Questa è una storia di calcio e di vita ma anche di morte e tragedia. Weisz nella città “dotta” rimase tre stagioni, vincendo due scudetti consecutivi e il Trofeo dell’Esposizione in Europa (l’equivalente dell’odierna Champions League). Il Grande Bologna di Weisz vinse contro i francesi del Sochaux e i cecoslovacchi dello Slavia. In finale a Parigi la squadra aveva da vedersela con gli inglesi del Chelsea. Impossibile vincere. Invece il Bologna vinse per 4 a 1. Fu il trionfo dello squadrone che faceva tremare il mondo. Vittorio Pozzo – che ammirava e seguiva Weisz – gli “rubò” idee, innovazioni, prove e studi perché capì (come scrisse anche nella prefazione al libro di Weisz “Il giuoco del calcio”) che per lui il gioco era studio e conoscenza. La famiglia Weisz – con Ilona (Elena) avevano due figli, Roberto e Clara – abitava in via Valeriani 39, a meno di un chilometro dal Littoriale. Negli anni che vanno dal 1935 al 1938 Arpad era l’uomo più noto e apprezzato che ci fosse a Bologna, era l’allenatore della squadra famosa in Europa. La squadra di Gianni, Fiorini, Gasperi, Montesanto, Andreolo, Corsi, Maini, Sansone, Schiavio, Fedullo, Reguzzoni.

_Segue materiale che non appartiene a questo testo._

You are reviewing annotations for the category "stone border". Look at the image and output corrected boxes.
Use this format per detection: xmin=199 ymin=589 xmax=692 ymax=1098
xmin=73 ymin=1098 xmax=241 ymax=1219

Arpad Weisz era il calcio. Poi il buio. L’uomo che inventò il calcio moderno venne condannato a morte e alla damnatio memoriae. Nessuno, nessuno, nessuno lo salvò. Tutti conoscevano i Weisz, nessuno li salvò dall’inferno. La macchina dello sterminio si era messa in moto. Non ci fu scampo. L’ultima partita del suo Bologna fu contro la Lazio: disputata il 16 ottobre 1938, fu vinta per 2 a 0. “La Gazzetta dello Sport” ancora una volta ebbe elogi per la squadra dell’ungherese. Fu l’ultima volta. Poi il silenzio. Sulla stampa italiana non si scrisse più di lui, come se non fosse mai esistito. Weisz era già morto prima di morire. Ucciso due volte.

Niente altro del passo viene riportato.